Upon a limited review of the commercial portal solutions, I have found it hard to determine what they offer over open source solutions (especially since a few are based on products like Jetspeed or UPortal). I would like to hear what others have found using commercial and open source portal products."
Zope may be what you are looking for. It's hard to beat for ease of use, maintenance, separation of code from content, etc. Zope is scalable, can also do enterprise-like stuff, connect to RDBMS and all, use any number of authentication schemes other than its own built-in scheme (LDAP, *nix passwd files, NT domains, databases). I believe you can also run Zope behind Apache w/SSL, which should take care of your security needs. Give it a try, anyway.

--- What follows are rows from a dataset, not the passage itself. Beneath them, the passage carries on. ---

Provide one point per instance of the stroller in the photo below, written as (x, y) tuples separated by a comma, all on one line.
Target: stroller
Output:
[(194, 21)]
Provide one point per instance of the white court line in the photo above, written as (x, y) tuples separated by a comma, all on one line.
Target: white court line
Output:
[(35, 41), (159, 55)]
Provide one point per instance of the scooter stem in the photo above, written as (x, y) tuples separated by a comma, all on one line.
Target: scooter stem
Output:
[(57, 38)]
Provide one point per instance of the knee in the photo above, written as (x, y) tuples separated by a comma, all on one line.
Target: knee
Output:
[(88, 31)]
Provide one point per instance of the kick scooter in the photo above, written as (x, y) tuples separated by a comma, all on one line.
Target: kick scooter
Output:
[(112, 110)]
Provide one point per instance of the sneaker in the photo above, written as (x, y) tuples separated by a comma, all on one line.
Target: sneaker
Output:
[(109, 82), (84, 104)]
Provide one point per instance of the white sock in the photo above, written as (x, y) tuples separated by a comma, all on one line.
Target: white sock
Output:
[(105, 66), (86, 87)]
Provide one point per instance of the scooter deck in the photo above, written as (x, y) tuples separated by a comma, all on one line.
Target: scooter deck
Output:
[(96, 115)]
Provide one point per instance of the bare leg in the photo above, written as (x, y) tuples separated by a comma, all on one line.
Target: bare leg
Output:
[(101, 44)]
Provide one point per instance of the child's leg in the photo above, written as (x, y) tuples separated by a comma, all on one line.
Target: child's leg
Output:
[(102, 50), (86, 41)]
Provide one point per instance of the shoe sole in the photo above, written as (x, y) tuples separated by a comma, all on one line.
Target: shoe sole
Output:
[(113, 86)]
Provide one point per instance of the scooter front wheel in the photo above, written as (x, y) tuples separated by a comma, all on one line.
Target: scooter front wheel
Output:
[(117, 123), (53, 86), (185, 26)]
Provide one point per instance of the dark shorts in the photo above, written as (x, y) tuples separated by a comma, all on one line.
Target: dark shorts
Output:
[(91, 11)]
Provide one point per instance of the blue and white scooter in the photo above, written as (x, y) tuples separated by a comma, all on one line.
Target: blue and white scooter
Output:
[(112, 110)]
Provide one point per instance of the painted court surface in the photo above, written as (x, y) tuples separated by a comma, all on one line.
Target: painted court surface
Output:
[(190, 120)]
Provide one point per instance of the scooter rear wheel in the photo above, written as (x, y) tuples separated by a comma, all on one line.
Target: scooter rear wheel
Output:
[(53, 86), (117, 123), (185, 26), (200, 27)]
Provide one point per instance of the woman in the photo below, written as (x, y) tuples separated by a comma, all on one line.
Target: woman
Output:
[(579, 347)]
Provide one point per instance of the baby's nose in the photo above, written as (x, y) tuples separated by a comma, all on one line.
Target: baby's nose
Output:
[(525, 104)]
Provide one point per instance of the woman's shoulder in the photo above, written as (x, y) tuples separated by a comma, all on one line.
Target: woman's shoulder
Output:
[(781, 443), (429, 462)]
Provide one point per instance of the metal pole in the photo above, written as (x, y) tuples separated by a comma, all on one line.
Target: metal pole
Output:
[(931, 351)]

I thought portals went out with stock options, VRML, and "push."
I write in my journal
I completely forgot to mention the number one consumer of portals these days:
Individual companies.
Portals are an excellent "intranet" tool, offering company news and documents to their employees. They're often a better and cheaper alternative to investing in one of the Intranet-ware applications that are provided by M$ and others or trying to develop them in-house, since generally most of what an intranet needs to do is share documents, which can be done easily and well through a portal.
Karma: Chevy Kavalierma.
I had to work with Zope recently and had been quite underwhelmed :
1. Easy management : yes and no. It's full of "objects", "class", "methods", etc. I can understand that; my client cannot.
2. Separation of code from content : if you don't count DTML as "code", that may be true.
3. Authentication scheme : I tried to coax Zope into authenticating to a MySQL database. Two package seems to be doing what I wanted. One was full of bug, the other would have required that I port it from PostgreSQL to MySQL.
Quality of module vary greatly. Some are good, but a lot are outdated or broken.
The zope.org site suck big time. The search engine lack option and return too many hit without any regard to revelance.
Documentation is uneven. It's better than none at all, however.
Error messages are useless. Although it might be nice to know the function call stack, I would have prefered something more informative than "KeyError" for error message. And have a look at the data that made Zope choke, too.
I suppose it's a matter of taste. For the Python freak it might be ok. I personnally dislike it with passion.
:wq
Document Management? .. Plumtree has this, Jetspeed doesn't. I see this as being a pretty large effort to get this built in. Sure, I can arrange gadgets all over the place, but managing the content on these pages is another huge task I don't believe Jetspeed addresses.
Java, Pascal, C++, Python, Perl, etc. are all also full of objects, classes and methods. The programmer's job is to hide these things from the client behind a friendly interface.
Somewhat true, for DTML. However, Page Templates were recently introduced and they (mostly) separate code and presentation quite nicely.
Well, most search engines suck; that's why I use Google with the "site:" constraint.